Unfortunately, this thinking runs counter to politicians who feel they’ve been elected to solve problems as in the case of the COVID-19 pandemic. National, state and local governments and their respective agencies have been working feverishly, pardon the pun, to address the health concerns of the pandemic, only to make decisions that have created new problems requiring corrective action, which in turn could compound the impacts of the original threat.
The closure of business operations across the country, dictated by local, state and federal governments, is devastating the nation’s economy. Thousands of businesses are closed, some permanently, which in turn has left hundreds of thousands unemployed. Now the country is faced with an economic calamity that will equal if not surpass the health impacts of COVID-19.
To soften the economic damage created by the national quarantine directives, the federal government initiated the Paycheck Protection Plan (PPP), designed to provide low interest loans and grants to small businesses to allow for re-employment of displaced workers. The program was supported with $350 billion designated for small businesses (500 or fewer employees) to be used to rehire those employees laid off due to lost business as a result of the various “shelter-in-place” regulations.
The federal government’s paycheck program, passed in a pitch of political activism and little strategic forethought, is flawed on three counts. First, many of the small businesses were, and still are, closed due to state mandates. And because the businesses are closed there is no justification for hiring workers until the doors can re-open. The question remains, will these small businesses in fact re-open?
The second failure was inadequate funding. The funds to be doled out to small businesses lasted just under two weeks, not the two months as anticipated. The list of outstanding requests is so long that Congress is in the process of creating additional funding with another $250 billion in PPP version 2.
Thirdly, the rules for acquiring the funds were so loosely designed that major corporations were able to benefit from the program. Attempting to restrict the recipients to small businesses, under 500 employees, the designers of the program failed to disallow large corporations with smaller operational units such as major restaurant chains that identified each operating unit independently.
The situation was so embarrassing that one recipient of the PPP funds, Shake Shack, a 1.6 billion New York-based burger and fry chain, is returning its $10 million grant.
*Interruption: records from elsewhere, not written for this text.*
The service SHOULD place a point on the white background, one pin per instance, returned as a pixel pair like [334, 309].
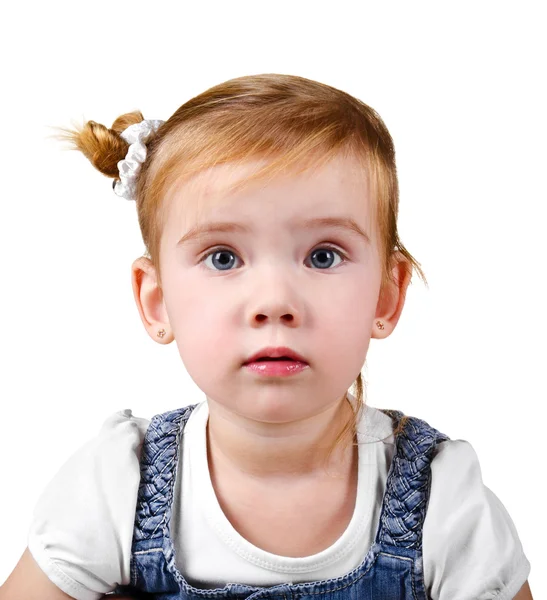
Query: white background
[461, 88]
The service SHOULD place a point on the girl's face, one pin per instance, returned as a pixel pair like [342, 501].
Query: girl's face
[228, 294]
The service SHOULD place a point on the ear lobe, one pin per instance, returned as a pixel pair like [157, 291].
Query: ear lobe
[392, 297]
[149, 300]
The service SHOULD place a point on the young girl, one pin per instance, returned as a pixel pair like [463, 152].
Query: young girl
[268, 206]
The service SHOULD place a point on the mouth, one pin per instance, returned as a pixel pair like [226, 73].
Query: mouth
[280, 354]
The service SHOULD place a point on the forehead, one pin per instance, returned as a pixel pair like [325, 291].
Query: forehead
[341, 184]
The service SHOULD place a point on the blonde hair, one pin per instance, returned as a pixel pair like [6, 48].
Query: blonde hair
[293, 122]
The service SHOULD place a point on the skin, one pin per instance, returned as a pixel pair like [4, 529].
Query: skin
[273, 295]
[267, 438]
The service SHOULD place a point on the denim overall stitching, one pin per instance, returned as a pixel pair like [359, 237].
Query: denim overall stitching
[404, 470]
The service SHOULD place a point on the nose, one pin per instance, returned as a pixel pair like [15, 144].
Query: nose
[276, 301]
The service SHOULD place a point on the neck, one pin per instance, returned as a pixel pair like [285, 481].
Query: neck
[266, 450]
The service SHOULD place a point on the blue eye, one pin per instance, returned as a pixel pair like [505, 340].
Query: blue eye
[221, 257]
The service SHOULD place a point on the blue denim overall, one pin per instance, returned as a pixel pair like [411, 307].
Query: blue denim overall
[391, 570]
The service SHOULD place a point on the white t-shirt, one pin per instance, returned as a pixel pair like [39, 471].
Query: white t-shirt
[82, 527]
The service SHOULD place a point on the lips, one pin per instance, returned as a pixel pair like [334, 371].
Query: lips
[276, 352]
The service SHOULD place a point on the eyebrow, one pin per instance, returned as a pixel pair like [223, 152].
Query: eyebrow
[347, 224]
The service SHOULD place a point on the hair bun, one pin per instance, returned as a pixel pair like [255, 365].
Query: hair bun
[103, 146]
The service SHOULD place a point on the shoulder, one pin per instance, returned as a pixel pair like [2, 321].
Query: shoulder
[471, 547]
[82, 524]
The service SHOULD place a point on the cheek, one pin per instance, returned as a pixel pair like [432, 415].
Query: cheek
[200, 326]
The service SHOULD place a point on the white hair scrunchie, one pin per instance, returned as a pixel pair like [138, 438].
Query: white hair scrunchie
[136, 136]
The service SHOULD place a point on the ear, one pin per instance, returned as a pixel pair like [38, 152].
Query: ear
[392, 297]
[149, 299]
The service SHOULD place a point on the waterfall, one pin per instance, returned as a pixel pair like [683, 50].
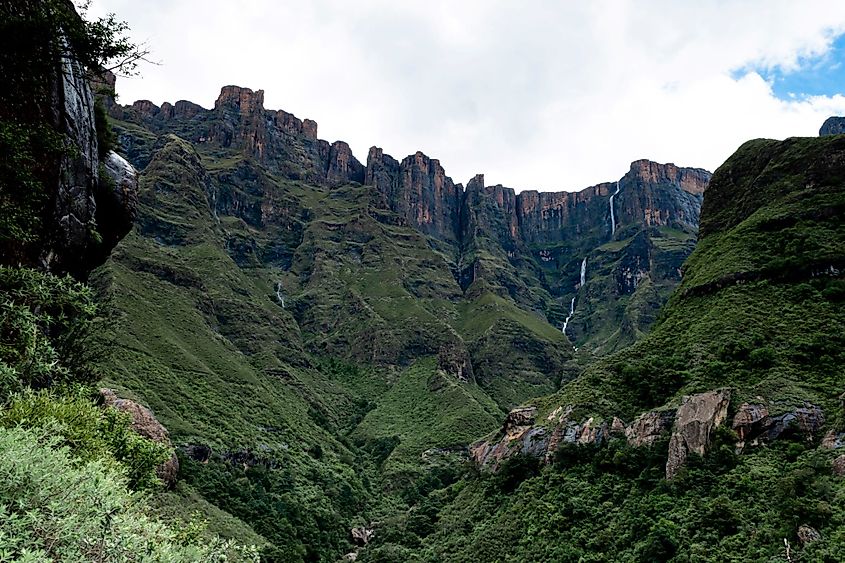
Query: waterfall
[612, 217]
[279, 296]
[583, 272]
[571, 312]
[572, 303]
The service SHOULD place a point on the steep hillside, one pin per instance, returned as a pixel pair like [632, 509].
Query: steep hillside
[281, 305]
[718, 436]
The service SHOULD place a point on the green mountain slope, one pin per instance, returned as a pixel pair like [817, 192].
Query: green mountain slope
[323, 350]
[746, 361]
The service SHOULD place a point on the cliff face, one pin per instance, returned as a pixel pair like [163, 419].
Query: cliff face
[284, 143]
[65, 201]
[519, 266]
[418, 190]
[832, 126]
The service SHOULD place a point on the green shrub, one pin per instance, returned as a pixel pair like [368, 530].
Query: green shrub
[52, 508]
[46, 329]
[90, 433]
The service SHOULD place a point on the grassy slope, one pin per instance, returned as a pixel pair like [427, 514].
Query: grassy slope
[754, 313]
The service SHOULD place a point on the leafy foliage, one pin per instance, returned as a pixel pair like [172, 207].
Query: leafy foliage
[53, 508]
[46, 325]
[90, 433]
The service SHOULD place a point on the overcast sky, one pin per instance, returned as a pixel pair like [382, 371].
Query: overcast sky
[534, 94]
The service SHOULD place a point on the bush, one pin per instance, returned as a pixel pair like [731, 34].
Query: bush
[54, 508]
[90, 433]
[46, 328]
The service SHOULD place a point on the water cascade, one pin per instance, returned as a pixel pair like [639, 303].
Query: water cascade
[279, 296]
[612, 217]
[569, 316]
[583, 272]
[572, 303]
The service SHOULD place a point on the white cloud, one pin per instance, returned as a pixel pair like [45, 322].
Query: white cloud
[536, 94]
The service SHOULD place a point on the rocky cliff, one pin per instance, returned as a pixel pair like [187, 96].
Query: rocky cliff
[832, 126]
[722, 329]
[484, 243]
[65, 199]
[281, 141]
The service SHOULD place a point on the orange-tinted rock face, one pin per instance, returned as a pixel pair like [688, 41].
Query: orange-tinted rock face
[145, 424]
[418, 190]
[281, 141]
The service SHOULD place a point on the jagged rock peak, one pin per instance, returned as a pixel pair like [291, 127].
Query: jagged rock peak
[833, 126]
[244, 99]
[477, 183]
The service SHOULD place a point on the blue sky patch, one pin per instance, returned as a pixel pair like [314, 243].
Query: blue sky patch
[815, 76]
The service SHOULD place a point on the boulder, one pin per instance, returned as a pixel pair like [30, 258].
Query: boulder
[146, 424]
[361, 535]
[832, 126]
[695, 420]
[647, 428]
Other well-known and highly successful restaurants such as Ruth’s Chris Steak House (stock value of $20 million) and the Potbelly Sandwich Shop franchise ($89 million valuation) are among numerous hotel and food chains benefiting from federal largesse.
At least Shake Shack has the integrity, albeit in hindsight, to realize it was gaming the system at the cost of hurting the very small operators that were the intended target.
This one effort to aid the economy is just one of many the good intentioned, yet poorly planned and executed, actions that are typical of government thinking.
Last week Morehead City commissioners, again with the best of intentions, created a special loan program to assist small businesses impacted by the COVID-19 pandemic and the subsequent closure of many retail businesses at the direction of the governor. We opined then and reiterate that the city’s loan program is poorly defined, discriminatory and questionably funded since it is using public dollars to assist a select few.
Just as the federal PPP is creating embarrassment for the administration, likewise the Morehead city program is creating a similar challenge for the town board.
The answer to solving our economic woes can best be had if government, at the local, state and national levels, stops erecting barriers and controls. Government should focus its role as being a facilitator not an arbiter.